[PATCH v2 2/3] x86/xen/time: setup vcpu 0 time info page
From: Joao Martins
Date: Fri Sep 22 2017 - 12:27:00 EST
In order to support pvclock vdso on xen we need to setup the time
info page for vcpu 0 and register the page with Xen using the
VCPUOP_register_vcpu_time_memory_area hypercall. This hypercall
will also forcefully update the pvti which will set some of the
necessary flags for vdso. Afterwards we check if it supports the
PVCLOCK_TSC_STABLE_BIT flag which is mandatory for having
vdso/vsyscall support. And if so, it will set the cpu 0 pvti that
will be later on used when mapping the vdso image.
The xen headers are also updated to include the new hypercall for
registering the secondary vcpu_time_info struct.
Signed-off-by: Joao Martins <joao.m.martins@xxxxxxxxxx>
---
Changes since v1:
* Check flags ahead to see if the primary clock can use
PVCLOCK_TSC_STABLE_BIT even if secondary registration fails.
(Comments from Boris)
* Remove addr, addr variables;
* Change first pr_debug to pr_warn;
* Change last pr_debug to pr_notice;
* Add routine to solely register secondary time info.
* Move xen_clock to outside xen_setup_vsyscall_time_info to allow
restore path to simply re-register secondary time info.
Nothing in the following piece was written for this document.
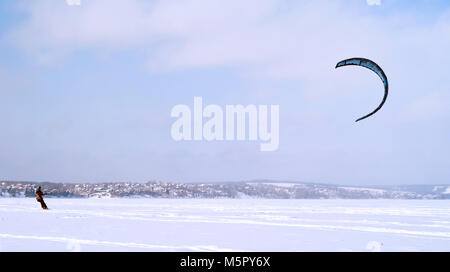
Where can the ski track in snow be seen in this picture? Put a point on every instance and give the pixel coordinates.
(416, 222)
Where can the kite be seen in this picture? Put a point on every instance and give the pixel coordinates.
(375, 68)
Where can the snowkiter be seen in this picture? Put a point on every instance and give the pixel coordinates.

Let us
handle the restore path more gracefully without re-allocating a
page.
* Removed cpu argument from xen_setup_vsyscall_time_info()
* Adjustment failed registration error messages/loglevel to be the same
* Also teardown secondary time info on suspend
Changes since RFC:
(Comments from Boris and David)
* Remove Kconfig option
* Use get_zeroed_page/free/page
* Remove the hypercall availability check
* Unregister pvti with arg.addr.v = NULL if stable bit isn't supported.
(New)
* Set secondary copy on restore such that it works on migration.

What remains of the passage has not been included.